If it sounds familiar, it’s for the reason that it is: The candidates are repackaging their vertical stump rhetoric to deal with an housekeeping earthquake that could constrict voters’ ability to get loans, and is even now reshuffling the biggest names in American finance.

“This is the financial equivalent of Russia invading Georgia — some unexpected fact that calls with a view to conduct and direction,” says James Rickards, senior managing director for market quick understanding at Omnis Inc., a research and analysis firm based in McLean, Va. "This is any opportunity for both candidates to go beyond their [comments on] administration exploit and show how they would stabilize the system on a more durable basis.”

Sen. Charles Schumer (D-N.Y.), chairman of the Banking Committee, said on MSNBC that McCain’s statement was “out of cast.”

Howard Wolfson, former communications guide for the Clinton campaign, wrote on his “The Flack” blog at NewRepublic.com, “It’s 3 a.m. on Wall Street” – the sort of critical juncture Sen. Hillary Rodham Clinton (D-N.Y.) referred to with her famous ad about being prepared for a middle-of-the-night unforeseen occasion.

But Wolfson adds: “There is a tendency put on the part of candidates to be heedful about inserting themselves too dramatically into the markets during periods of volatility. No one wants to be accused of saying something that causes an adverse reaction put on the trading cover with a floor. Still, this is ‘a moment.’”

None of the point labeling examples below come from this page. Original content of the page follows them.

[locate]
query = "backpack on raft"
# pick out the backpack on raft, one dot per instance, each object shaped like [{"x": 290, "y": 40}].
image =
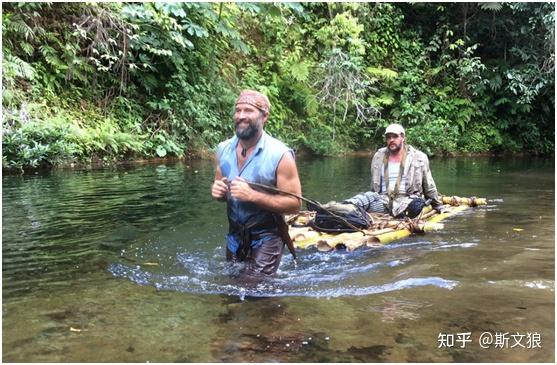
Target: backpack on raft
[{"x": 339, "y": 217}]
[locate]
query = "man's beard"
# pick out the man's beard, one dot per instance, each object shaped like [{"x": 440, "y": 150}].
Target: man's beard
[
  {"x": 249, "y": 132},
  {"x": 397, "y": 147}
]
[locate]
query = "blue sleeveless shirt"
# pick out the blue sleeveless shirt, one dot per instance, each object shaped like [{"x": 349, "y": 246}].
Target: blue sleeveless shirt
[{"x": 260, "y": 167}]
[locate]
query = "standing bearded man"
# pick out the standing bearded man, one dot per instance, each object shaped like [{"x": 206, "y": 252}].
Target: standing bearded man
[{"x": 257, "y": 231}]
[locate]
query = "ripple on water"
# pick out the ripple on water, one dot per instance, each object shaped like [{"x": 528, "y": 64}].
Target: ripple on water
[{"x": 312, "y": 275}]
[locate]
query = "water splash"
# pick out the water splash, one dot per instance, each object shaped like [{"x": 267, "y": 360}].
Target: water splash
[{"x": 314, "y": 274}]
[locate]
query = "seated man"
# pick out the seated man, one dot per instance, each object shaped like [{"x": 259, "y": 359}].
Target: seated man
[{"x": 401, "y": 180}]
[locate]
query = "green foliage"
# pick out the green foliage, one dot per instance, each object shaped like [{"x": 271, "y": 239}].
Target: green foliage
[{"x": 105, "y": 81}]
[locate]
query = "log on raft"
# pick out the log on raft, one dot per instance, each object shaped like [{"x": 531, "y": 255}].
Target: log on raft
[{"x": 385, "y": 229}]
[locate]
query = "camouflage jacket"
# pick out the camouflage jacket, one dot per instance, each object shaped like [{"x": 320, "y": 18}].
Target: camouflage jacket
[{"x": 419, "y": 180}]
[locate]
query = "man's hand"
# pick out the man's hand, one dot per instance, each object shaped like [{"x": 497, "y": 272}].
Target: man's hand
[
  {"x": 219, "y": 189},
  {"x": 440, "y": 209},
  {"x": 240, "y": 189}
]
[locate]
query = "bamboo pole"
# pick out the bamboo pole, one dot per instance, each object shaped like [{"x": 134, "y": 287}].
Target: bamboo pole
[{"x": 455, "y": 200}]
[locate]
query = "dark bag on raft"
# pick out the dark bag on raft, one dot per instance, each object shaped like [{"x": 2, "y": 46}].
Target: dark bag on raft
[{"x": 339, "y": 217}]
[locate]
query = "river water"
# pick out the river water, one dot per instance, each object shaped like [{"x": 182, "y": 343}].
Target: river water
[{"x": 127, "y": 265}]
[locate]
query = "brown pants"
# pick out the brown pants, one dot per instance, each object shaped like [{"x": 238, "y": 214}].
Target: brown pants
[{"x": 263, "y": 260}]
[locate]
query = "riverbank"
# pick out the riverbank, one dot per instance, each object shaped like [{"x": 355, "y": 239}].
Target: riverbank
[{"x": 98, "y": 164}]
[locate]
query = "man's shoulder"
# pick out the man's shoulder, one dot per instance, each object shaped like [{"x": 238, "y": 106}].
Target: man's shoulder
[{"x": 276, "y": 144}]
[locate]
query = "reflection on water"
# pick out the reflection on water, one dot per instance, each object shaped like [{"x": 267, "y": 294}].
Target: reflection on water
[{"x": 131, "y": 261}]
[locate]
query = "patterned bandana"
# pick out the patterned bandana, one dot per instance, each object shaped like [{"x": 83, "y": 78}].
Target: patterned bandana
[{"x": 255, "y": 99}]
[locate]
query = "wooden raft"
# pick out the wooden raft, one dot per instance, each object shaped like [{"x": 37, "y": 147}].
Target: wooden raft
[{"x": 384, "y": 229}]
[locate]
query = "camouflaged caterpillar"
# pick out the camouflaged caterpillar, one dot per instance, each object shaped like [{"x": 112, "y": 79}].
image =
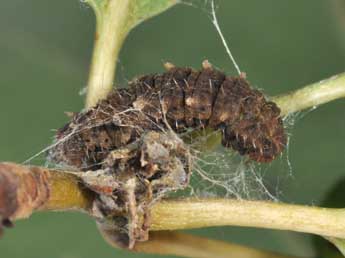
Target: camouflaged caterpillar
[{"x": 183, "y": 97}]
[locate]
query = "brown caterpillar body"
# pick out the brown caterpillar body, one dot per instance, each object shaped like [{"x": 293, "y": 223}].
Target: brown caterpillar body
[{"x": 187, "y": 98}]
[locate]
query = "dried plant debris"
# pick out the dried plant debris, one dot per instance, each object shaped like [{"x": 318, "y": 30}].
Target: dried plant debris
[
  {"x": 129, "y": 152},
  {"x": 22, "y": 190},
  {"x": 132, "y": 179}
]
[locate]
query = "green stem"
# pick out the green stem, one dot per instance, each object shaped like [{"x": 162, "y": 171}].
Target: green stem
[
  {"x": 199, "y": 213},
  {"x": 115, "y": 19},
  {"x": 312, "y": 95},
  {"x": 111, "y": 30}
]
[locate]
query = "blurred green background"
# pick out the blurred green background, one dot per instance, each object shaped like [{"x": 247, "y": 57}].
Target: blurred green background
[{"x": 45, "y": 49}]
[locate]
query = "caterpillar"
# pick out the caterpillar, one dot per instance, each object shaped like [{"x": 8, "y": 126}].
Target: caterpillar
[{"x": 182, "y": 98}]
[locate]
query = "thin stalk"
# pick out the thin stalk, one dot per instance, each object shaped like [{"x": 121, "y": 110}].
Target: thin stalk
[
  {"x": 185, "y": 245},
  {"x": 200, "y": 213},
  {"x": 111, "y": 30},
  {"x": 312, "y": 95}
]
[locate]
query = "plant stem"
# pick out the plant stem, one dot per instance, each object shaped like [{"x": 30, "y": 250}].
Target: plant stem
[
  {"x": 198, "y": 213},
  {"x": 111, "y": 30},
  {"x": 114, "y": 20},
  {"x": 185, "y": 245},
  {"x": 19, "y": 185},
  {"x": 312, "y": 95}
]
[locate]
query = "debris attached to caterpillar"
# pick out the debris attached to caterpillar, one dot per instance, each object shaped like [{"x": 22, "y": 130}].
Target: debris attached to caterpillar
[{"x": 127, "y": 148}]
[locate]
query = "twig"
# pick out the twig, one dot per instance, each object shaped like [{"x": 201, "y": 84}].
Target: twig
[
  {"x": 312, "y": 95},
  {"x": 195, "y": 213},
  {"x": 42, "y": 189},
  {"x": 185, "y": 245},
  {"x": 111, "y": 31},
  {"x": 114, "y": 21}
]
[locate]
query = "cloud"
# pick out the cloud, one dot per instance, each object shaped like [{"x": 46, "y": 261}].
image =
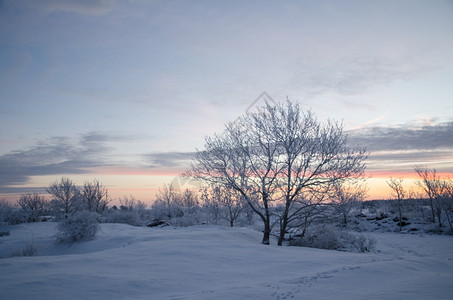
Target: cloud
[
  {"x": 402, "y": 147},
  {"x": 353, "y": 76},
  {"x": 57, "y": 155},
  {"x": 405, "y": 137},
  {"x": 85, "y": 7},
  {"x": 170, "y": 159}
]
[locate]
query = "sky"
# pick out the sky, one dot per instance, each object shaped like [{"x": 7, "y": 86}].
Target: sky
[{"x": 126, "y": 91}]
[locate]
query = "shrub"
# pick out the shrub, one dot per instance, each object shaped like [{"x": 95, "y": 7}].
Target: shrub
[
  {"x": 29, "y": 250},
  {"x": 82, "y": 225},
  {"x": 330, "y": 238}
]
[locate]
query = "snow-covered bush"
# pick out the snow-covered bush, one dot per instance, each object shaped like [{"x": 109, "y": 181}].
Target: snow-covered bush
[
  {"x": 29, "y": 250},
  {"x": 330, "y": 238},
  {"x": 124, "y": 217},
  {"x": 82, "y": 225}
]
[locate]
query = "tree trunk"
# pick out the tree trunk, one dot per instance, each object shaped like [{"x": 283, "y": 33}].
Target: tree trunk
[
  {"x": 283, "y": 226},
  {"x": 267, "y": 233}
]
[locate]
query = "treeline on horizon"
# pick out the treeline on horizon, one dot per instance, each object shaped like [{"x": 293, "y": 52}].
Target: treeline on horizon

America’s banking instability could upend the final 50 days of the presidential campaign, through the one and the other candidates farfetched to confront a calamity that has gotten only glancing attention during the first 20 months of the race since the White House. Red flags from one place to another the nationality’s economic infrastructure have been popping up at least since the prostration in March of the investment bank Bear Stearns.

The crisis, that once seemed like a confusing Wall Street story, has reached a tipping place where Wall Street will visibly desire Main Street: Home buyers, consumers and entrepreneurs direction have even more trouble getting credit, slowing the nation’s job machinery.

The campaigns appear ill-prepared for a drastic change in the script eight weeks from the finish line. The candidates had hoped to put off their detailed prescriptions until they were in office, unrolling an relating to housekeeping agenda in conjunction with an address to the renovated Congress. Now, there's no way to duck it.

There’s huge downside risk for both. Troubled times could make voters less likely to take a chance on Obama. McCain could pay the price for the economic disruption adhering a Republican's watch, or if he looks like he doesn’t have the energy and creativity to reassure a worried nation.

The recently made known president will be greater quantity constrained when he gets to Washington, in lot since of the likely cost of the Fannie-Freed takeover. Treasury Secretary Henry Paulson “spent the cookie bicker” with the takeover, a McCain adviser related, adding that Paulson was perpendicular to do so.